In this coming year the systems for which a consensus has been achieved: training, supervision, community based services, communication for behavior change, family health product management, will be further operationalized, particularly at the zone level. Quality assurance principles and techniques are being used at the community level to solve long-standing problems that require local study and solutions. Community members and health personnel have discovered that there is much they can do on their own. A program for local income generation activities will start this year.
The family health norms and standards are being reinforced with the operational level protocols. Implementation of IMCI and EOC will be enhanced by the community level interventions planned through the community based service providers and the use of radio and traditional media to motivate attitude and behavior change.

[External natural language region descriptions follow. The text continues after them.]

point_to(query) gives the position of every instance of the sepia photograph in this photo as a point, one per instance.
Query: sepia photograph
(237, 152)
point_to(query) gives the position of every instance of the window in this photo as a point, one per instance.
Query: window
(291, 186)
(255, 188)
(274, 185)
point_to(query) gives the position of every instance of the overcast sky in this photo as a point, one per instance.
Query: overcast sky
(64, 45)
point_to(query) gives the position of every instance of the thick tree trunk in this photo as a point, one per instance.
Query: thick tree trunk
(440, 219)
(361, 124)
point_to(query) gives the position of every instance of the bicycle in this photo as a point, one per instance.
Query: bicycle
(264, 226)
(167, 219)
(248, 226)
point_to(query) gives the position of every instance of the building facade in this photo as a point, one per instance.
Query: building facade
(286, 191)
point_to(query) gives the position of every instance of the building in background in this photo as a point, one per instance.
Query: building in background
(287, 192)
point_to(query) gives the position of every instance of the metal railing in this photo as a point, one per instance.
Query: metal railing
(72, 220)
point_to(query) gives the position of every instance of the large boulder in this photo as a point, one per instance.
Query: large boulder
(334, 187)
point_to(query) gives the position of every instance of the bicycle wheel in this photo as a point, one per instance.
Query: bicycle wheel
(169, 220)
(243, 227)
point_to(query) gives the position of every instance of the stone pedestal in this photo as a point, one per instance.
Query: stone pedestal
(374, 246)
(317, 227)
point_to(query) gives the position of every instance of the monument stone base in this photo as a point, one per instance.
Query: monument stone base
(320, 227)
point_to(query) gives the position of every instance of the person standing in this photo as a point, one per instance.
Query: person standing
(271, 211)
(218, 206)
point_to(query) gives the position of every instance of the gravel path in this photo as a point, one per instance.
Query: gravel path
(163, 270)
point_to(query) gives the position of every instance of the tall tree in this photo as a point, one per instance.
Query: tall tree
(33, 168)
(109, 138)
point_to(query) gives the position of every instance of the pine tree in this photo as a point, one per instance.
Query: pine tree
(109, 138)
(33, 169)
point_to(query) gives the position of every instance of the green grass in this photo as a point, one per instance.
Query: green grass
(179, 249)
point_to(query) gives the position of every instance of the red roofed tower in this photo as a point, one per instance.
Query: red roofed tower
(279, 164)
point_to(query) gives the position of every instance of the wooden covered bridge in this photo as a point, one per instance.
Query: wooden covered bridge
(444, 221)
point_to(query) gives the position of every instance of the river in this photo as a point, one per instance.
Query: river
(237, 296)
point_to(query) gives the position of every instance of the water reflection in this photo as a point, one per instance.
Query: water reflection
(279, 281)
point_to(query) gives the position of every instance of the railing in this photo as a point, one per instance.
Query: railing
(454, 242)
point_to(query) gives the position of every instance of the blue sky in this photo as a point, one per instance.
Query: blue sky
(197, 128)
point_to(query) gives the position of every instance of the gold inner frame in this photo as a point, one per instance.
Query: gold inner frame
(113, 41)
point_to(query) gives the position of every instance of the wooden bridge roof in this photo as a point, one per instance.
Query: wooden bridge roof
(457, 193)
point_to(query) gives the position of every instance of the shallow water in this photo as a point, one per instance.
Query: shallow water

PROSAF is innovating through an integrated curriculum for family health services that includes emphasis on interpersonal communication, use of data, and offering holistic / integrated care for clients. New training methods are encouraged with the newly created resource in the departmental training team. The improved supervision system will put an emphasis on a coaching attitude and use of data, bringing coherence to service delivery and health personnel’s understanding of their contribution to their health zone and its population’s health status.
The revolutionized and fledgling family health products logistics and distribution system will need support from the RHS to become truly operational, but the actors at the periphery are very aware of their role in making it work by making correct and regular orders
The success of this multi-pronged bottom-up approach of PROSAF relies on the communities and health workers deciding how these goals will be achieved. Thus PROSAF works at the community level to build the capacity of both the health workers and other community resources to develop successful integrated and sustainable health activities.